The Suburbanization of America
Indianapolis
One element of suburbanization in the current culture is the elimination of local distinctions. All suburbs become indistinguishable from each other, though there may still be large scale differences according to which commercial interests have not yet "globalized" themselves. Particular contexts have come to have a sort of fetishistic significance: Los Angeles signifies a certain glossy sophistication, a certain kind of sandwich must be associated with Philidelphia, New York signifies one kind of pizza, Chicago another, one can't really get a good tan unless it comes from Malibu. Also, as signifiers are fetishized, they are also fantasized, reduced to some essential fantasy of themselves, such as "country estates" that have no dirt, don't stink of cow shit, aren't troubled by hailstorms, and don't need to be husbanded to preserve their productive capacity. This fantasy endangers the true agricultural estate, as it assumes that actual agricultural land requires no more husbanding than the fantastic one, and should be as clean and trouble free. What, afterall, does Applebees do to its steak to make them so tender, more tender than a top sirloin has any right to be? It is another example of fantasy replacing reality, enabled by our great and generous corporate conglomeration.
Michigan
I was looking forward to my first sight of Lake Michigan. I had thought to stay the night in Michigan City, but I could hardly find the city, let alone a decent cafe or a place to stay. I thought perhaps I could stay at a campground near the lake...there was one on the map, but it was closed until April. I thought about going to Chicago to one of the hostels there, but avoiding large cities is part of this journey for me, and they were mostly pretty expensive anyway ($30.00 a night). Drive north almost half the state, which is not so difficult as it may sound. Tried to find an open campground, without luck. Drive through a thunderstorm, wandered around in rural eastern Michigan, which has an almost criminal dearth of road signs. Finally gave up and hit a semi-major highway heading east and found a "roadside table" where I slept in the car for a few hours.

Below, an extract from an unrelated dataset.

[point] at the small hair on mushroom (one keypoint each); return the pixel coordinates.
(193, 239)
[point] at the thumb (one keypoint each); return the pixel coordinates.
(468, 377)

On the road again an hour before dawn, east and south to Newaygo, an old...what?...lumbering town, now cute tourist downtown in an area whose attraction is recreation (hunting, fishing). Coffee shop/espresso bar in a nice old brick building, whose morning populatioin seemed to be "local gals," who seemed to be mostly shop keepers.
Along with irrurality, the gradual suburbanization of America is turning all zones of residence into a suburb of some urban center. This seems to happen differently depending on the state of occupaton of the surrounding countryside. In Michigan it takes the form of turning family farms into subdivisions. In areas that had minimal population, such as the San Francisco Bay area, large tracts of land that had little or no population, and little or no connection to the urban center, were purchased and turned, wholesale, into "towns," complete with "downtowns" (read shopping malls), police departments, and freeway offramps. Michigan must do with its old system of county roads, and former rural centers (like Columbiaville, where I'm staying), are turned into convenience stops (gas & Mc Donalds), while the farmland is divided, 100 acres at a time, into bedroom communities.
Lapeer
There is actually a fairly decent cafe in Lapeer, MI...at least, it has free wireless, which is, of course, one of my prime requirements. There seems to be no funk to be found in Lapeer. It is, I suppose, too much of a bedroom community, a suburb of Flint (25 miles) or Detroit (71 miles). My host tells me that Detroit is a wasteland, most of the money having moved out into the expanding metropolis, into Dearborn Heights, Livonia, Southfield, Royal Oak, Warren, Farmington Hills, Sterling Heights, the (mostly) usual roster of meaningless town names that are euphemisms for "suburbia."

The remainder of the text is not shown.